Elle fit défiler quelques pages à l’écran.

« … d’actions de la… Sudanese Earth Energy Company. Quelle idée. Valeur quelques centaines de milliers d’euros à l’achat, moins de deux mille aujourd’hui. Le clou : cent trente mille en dettes de jeu. Et notre Adolfo continue à fréquenter les casinos. Auto-destructeur et imprudent, le bonhomme, j’aimerais pas être sur ses vols.

— Besoin d’argent », pensa Youri à voix haute. « Ou d’en finir.

— Rien d’autre ? demanda Riad à Maât.

— Oh, si. Elle marqua une pause. Un dépôt de quatre cent mille tombé aujourd’hui sur son compte andorran. »

Tous avaient à l’esprit les derniers mots du mail : Moitié doit être versée.

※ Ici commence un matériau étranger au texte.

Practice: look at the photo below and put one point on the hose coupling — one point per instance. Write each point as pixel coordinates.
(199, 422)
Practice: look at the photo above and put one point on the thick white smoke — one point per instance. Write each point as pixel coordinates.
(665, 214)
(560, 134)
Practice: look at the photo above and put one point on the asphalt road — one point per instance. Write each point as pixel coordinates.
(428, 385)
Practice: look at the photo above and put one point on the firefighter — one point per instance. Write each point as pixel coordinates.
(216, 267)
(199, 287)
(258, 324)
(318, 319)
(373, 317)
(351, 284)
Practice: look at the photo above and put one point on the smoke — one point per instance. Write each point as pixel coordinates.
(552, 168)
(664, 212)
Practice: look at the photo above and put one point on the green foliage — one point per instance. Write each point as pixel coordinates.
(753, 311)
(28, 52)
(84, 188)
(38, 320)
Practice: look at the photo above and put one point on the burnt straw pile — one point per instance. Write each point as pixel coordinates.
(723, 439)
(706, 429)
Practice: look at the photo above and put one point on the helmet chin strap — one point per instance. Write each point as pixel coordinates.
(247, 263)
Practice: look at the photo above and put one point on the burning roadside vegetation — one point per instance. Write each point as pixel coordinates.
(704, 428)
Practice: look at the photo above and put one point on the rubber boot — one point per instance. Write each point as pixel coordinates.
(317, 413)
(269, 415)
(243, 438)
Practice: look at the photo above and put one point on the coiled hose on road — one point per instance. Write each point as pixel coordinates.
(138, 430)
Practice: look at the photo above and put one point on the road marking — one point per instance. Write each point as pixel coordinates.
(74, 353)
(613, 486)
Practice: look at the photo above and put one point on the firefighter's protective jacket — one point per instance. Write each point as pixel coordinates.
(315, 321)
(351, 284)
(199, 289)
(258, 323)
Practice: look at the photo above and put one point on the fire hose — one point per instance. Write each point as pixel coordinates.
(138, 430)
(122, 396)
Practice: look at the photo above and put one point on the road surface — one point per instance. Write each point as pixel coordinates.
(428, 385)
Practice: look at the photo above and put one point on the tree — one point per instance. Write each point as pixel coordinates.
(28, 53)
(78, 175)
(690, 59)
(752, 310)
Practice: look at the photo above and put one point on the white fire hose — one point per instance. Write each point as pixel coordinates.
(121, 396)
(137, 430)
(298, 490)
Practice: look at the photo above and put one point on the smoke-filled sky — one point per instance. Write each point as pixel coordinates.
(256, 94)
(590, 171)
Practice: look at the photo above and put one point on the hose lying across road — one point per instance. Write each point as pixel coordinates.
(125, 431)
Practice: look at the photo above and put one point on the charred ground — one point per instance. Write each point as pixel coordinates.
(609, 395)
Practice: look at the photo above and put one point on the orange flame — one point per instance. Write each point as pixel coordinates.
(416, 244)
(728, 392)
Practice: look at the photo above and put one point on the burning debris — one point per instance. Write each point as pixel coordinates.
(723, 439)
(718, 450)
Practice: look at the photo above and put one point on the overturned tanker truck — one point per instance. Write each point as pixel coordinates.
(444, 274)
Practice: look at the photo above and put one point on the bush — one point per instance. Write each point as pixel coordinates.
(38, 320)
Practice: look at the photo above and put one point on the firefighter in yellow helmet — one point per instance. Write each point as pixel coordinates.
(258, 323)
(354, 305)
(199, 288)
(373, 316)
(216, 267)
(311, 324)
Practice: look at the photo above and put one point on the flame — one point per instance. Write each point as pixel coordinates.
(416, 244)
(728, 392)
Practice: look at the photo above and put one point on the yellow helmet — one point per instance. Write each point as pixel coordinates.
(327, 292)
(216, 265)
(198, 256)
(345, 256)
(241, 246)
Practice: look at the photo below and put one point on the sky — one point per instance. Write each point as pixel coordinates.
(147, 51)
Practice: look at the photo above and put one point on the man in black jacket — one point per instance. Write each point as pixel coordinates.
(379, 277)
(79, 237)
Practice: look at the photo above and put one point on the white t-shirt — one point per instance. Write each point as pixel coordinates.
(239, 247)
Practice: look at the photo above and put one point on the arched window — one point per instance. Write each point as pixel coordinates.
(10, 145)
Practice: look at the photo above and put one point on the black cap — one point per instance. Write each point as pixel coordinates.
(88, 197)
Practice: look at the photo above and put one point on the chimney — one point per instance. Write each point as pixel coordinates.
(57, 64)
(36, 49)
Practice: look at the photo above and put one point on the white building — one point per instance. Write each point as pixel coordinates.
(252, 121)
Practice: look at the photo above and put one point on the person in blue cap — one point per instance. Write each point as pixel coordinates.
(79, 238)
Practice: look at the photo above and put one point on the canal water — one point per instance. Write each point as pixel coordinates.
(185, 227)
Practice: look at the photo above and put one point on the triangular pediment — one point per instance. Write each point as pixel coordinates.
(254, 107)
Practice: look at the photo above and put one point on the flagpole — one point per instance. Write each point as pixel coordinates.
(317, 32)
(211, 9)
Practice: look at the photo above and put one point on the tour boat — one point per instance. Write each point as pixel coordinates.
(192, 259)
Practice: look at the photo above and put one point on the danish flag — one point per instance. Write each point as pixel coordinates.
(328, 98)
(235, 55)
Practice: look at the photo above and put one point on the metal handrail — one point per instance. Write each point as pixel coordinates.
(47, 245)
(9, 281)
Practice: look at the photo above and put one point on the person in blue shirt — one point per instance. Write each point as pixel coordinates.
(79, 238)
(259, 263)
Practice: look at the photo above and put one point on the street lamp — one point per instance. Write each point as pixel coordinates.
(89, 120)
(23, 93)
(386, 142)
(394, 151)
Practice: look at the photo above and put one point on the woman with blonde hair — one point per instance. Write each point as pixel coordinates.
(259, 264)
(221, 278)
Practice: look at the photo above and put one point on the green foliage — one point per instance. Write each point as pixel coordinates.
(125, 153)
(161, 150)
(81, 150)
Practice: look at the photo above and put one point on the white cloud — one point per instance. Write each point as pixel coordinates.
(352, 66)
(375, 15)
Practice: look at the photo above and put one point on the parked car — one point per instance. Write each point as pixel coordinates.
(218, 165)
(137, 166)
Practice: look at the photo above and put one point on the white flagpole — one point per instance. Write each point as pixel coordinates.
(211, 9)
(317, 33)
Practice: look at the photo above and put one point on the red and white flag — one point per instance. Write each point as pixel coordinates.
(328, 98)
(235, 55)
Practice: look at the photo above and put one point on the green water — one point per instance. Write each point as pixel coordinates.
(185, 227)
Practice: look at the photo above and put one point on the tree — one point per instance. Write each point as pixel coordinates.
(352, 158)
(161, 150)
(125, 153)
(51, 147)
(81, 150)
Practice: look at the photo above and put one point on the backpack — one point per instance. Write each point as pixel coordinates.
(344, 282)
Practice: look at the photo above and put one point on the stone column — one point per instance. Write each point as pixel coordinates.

Moitié, donc, déjà versée.


Dans la navette pour Félicité, Riad repensait à cette soirée et aux journées suivantes passées chez Maât, QG improbable de leur bande d’agents amateurs.

À moitié assoupi dans la lumière intérieure trop blanche, engourdi par les vibrations des moteurs, affalé sur l’appuie-tête, il perdait son regard dans le hublot où défilait une nuit noire faite parfois de la lumière lointaine et silencieuse d’un autre appareil.


* * *


Dans son sarcophage du Night Stop, le capsule-hôtel de Félicité, Riad ne s’endormait pas.

Depuis le sac de couchage qui, en micro-gravité, lui empêchait d’aller se fracasser le crâne contre l’écran de télé, il revoyait la suite du film des jours passés, le regard perdu bien au-delà de l’autocollant Pay-Per-View 3D Adult Movies.

Le surlendemain du jour où il avait chanté les Aristochats dans l’acoustique des pissotières et découvert un terrier de hacker aménagé dans un garage, ils avaient démêlé l’essentiel de la situation, entassés dans ce terrier et munis d’un stock de pizzas.

Résumé des épisodes précédents : un commanditaire encore inconnu prend connaissance de la situation financière désespérée d’Alfonso Lopez. Il lui propose une forte somme d’argent, à la hauteur d’un travail très particulier. Le pilote a déjà tiré un trait sur sa vie qu’il passe désormais à attendre les huissiers sans trop savoir s’il utilisera sa kalach’ sur eux ou sur lui. Sa famille ne se doute de rien. Lopez ne supporte plus la situation, il ne croit pas que se présentera à nouveau une occasion pareille de se racheter. Il accepte la mission suicide contre le paiement de ses dettes.

« L’être humain développe des raisonnements vraiment foireux quand il est poussé dans ses derniers retranchements », avait dit Youri.

SW8028, le numéro de vol mentionné dans le mail, c’était le Skyway bihebdomadaire Félicité-Yalta.

« Il faut prévenir les flics, avait dit Riad. C’est trop pour nous, on ne connaît pas la date du vol, ça pourrait être celui de demain. »

Ils avaient prévenu les flics et ça n’avait pas été le vol du lendemain.

Riad fut entendu à de multiples reprises. Maât fut laissée en dehors des dépositions ; elle était recherchée pour divers crimes informatiques.

Et puis Riad était sorti une dernière fois du commissariat. Des gens travaillaient sur le dossier ; lui n’était à nouveau qu’un commandant de bord en congé prolongé. L’espace d’un instant, il revit les débris du vol 9112 érodés par le sable. Le chergui se leva, ébouriffant ses cheveux. Tiens, pensait-il, tu es revenu. Il traversa la rue avec le singe invisible de la dramaturge sur les épaules. On va pas s’en tenir à ça, hein ?

Le soir même, ils s’étaient retrouvés chez Maât avec des pizzas, rejoints par Youri qui avait de plus en plus de mal à convaincre sa femme que toutes ces absences n’étaient nullement sexuelles.